Induces levels of CD38 expression in RARA-high AML cells comparable to those in MM cells that are known to be responsive to daratumumab; notably, AML cells do not normally express high levels of CD38.
Triggers robust activation of natural killer cells when combined with daratumumab in RARA-high AML cells.
Leads to robust immune cell-mediated tumor cell death in RARA-high AML cells when combined with daratumumab.
Induces higher levels of CD38 expression in vivo than ATRA, a non-selective agonist of the retinoic acid receptor family.
Based on these data, Syros believes SY-1425 in combination with an anti-CD38 antibody represents a potentially promising immunotherapy approach for defined subsets of AML patients and plans to pursue clinical development of the combination in these patients.

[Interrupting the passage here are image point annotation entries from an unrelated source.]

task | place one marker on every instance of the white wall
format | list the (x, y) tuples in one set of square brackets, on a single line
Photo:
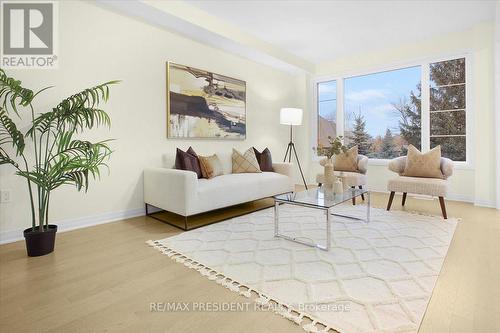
[(474, 184), (97, 45), (497, 99)]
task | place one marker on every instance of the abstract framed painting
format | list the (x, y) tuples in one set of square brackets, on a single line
[(204, 105)]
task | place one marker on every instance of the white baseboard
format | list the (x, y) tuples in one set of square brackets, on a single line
[(485, 203), (78, 223)]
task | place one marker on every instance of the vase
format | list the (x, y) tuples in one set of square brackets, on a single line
[(39, 243), (328, 174)]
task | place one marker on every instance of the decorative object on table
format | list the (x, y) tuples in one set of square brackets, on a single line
[(338, 186), (435, 184), (202, 104), (375, 281), (59, 158), (347, 160), (328, 173), (265, 159), (292, 117), (246, 162), (335, 148), (350, 179)]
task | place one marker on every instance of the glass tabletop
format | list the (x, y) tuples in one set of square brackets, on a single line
[(321, 197)]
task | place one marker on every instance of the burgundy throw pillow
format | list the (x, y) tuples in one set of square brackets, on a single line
[(197, 166), (264, 159), (188, 161)]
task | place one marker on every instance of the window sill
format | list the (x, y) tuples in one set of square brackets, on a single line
[(383, 162)]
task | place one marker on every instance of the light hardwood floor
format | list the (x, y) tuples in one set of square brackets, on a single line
[(104, 278)]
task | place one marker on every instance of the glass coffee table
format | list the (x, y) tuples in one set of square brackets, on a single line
[(318, 198)]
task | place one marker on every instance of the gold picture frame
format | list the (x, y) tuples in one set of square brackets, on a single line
[(204, 105)]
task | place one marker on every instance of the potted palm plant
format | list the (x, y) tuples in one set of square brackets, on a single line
[(55, 157)]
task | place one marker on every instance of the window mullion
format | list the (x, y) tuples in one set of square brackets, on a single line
[(425, 105), (340, 106)]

Mechanism of Action of SY-1425
Syros presented data showing that SY-1425 regulates genes known to be associated with the proliferation of AML cells and normal myeloid differentiation. Using its proprietary gene control platform to analyze regulatory regions of the genome, Syros scientists identified changes in enhancer landscapes, gene expression and transcription factor distribution in AML cells treated with SY-1425. These changes show that SY-1425 pushes AML cells with high expression of the RARA and IRF8 genes into a more differentiated state. RARA and IRF8 code for transcription factors that work together to induce differentiation of blood and bone marrow cells and reduce proliferation of blast cells. The data show that:

In AML cells with high RARA and IRF8 expression, treatment with SY-1425 triggers a differentiation program in which a critical set of transcription factors bind to various sites on the genome to either activate or inactivate enhancers. In doing so, these transcription factors create an enhancer profile in RARA-high and IRF8-high AML cells that is similar to the enhancer profiles of normal differentiated cell types.
In RARA-high and IRF8-high AML cells treated with SY-1425, enhancers that were downregulated are enriched for binding sites for JUN and FOS, which are transcription factors known to drive proliferation, and enhancers that were upregulated are enriched for binding sites for RARα and IRF8, which are transcription factors known to be critical for differentiation.
The ongoing Phase 2 trial of SY-1425 is assessing the safety and efficacy of SY-1425 as both a monotherapy and in combination with azacitidine in subsets of AML and MDS patients who are positive for the Company’s RARA and IRF8 biomarkers. Additional details about the trial can be found using the identifier NCT02807558 at www.clinicaltrials.gov.